In a report of 18 patients who had the spiral flap technique, published in the Annals of Plastic Surgery in 2006, Hurwitz says that 14 of the 18 were pleased with results, although three of the 18 got breast implants later because they wanted more augmentation.
One of the three who had tissue death needed more surgery to correct the problem. One patient did not like the back scar resulting from the tissue transfer, and two disliked the shape of the breast but did not come back for revisions.
The spiral flap technique of improving breasts is more time-consuming, complicated, and expensive than traditional breast implants, Hurwitz says.
The doctor's fees are about $16,000, he says, but include the breast reshaping along with body contouring. Hospital costs for two days are additional.
The average doctor's fee for breast implants is about $4,000, according to the American Society of Plastic Surgeons.
A typical patient who does well with the spiral flap procedure is a woman who has lost about 100 pounds, Hurwitz says, either by diet and exercise, bariatric surgery, or a combination.
Those who seek the flap surgery for breasts misshapen by aging or pregnancy can't be too thin, he says, because they don't have enough "donor" tissue and fat. Typically, Hurwitz says, women who get the best results have a body mass index (BMI) of 28 or higher. Under 25 is termed a healthy BMI.

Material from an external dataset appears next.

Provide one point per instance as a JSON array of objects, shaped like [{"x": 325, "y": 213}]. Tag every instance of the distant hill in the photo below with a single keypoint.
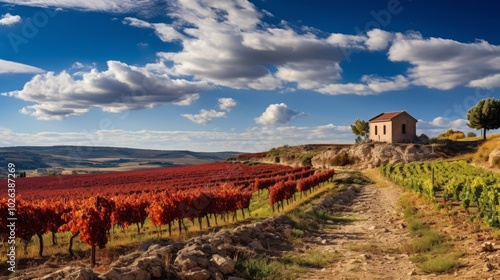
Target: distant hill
[{"x": 102, "y": 158}]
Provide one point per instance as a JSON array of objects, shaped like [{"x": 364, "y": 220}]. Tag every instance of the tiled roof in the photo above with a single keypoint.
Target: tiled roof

"If the BMI is under 26, a woman probably doesn't have enough fatty tissue to do this," Hurwitz tells WebMD.
Deciding who might be a candidate for the spiral flap technique must be done on a case-by-case basis, says Scott Spear, MD, chief of plastic surgery at Georgetown University Hospital in Washington, D.C., who is familiar with the technique.
"If patients have enough tissue [to be transferred], it is a good option," he says. Most patients do like the "two-fer'' advantage, he says, in that they also get some body contouring.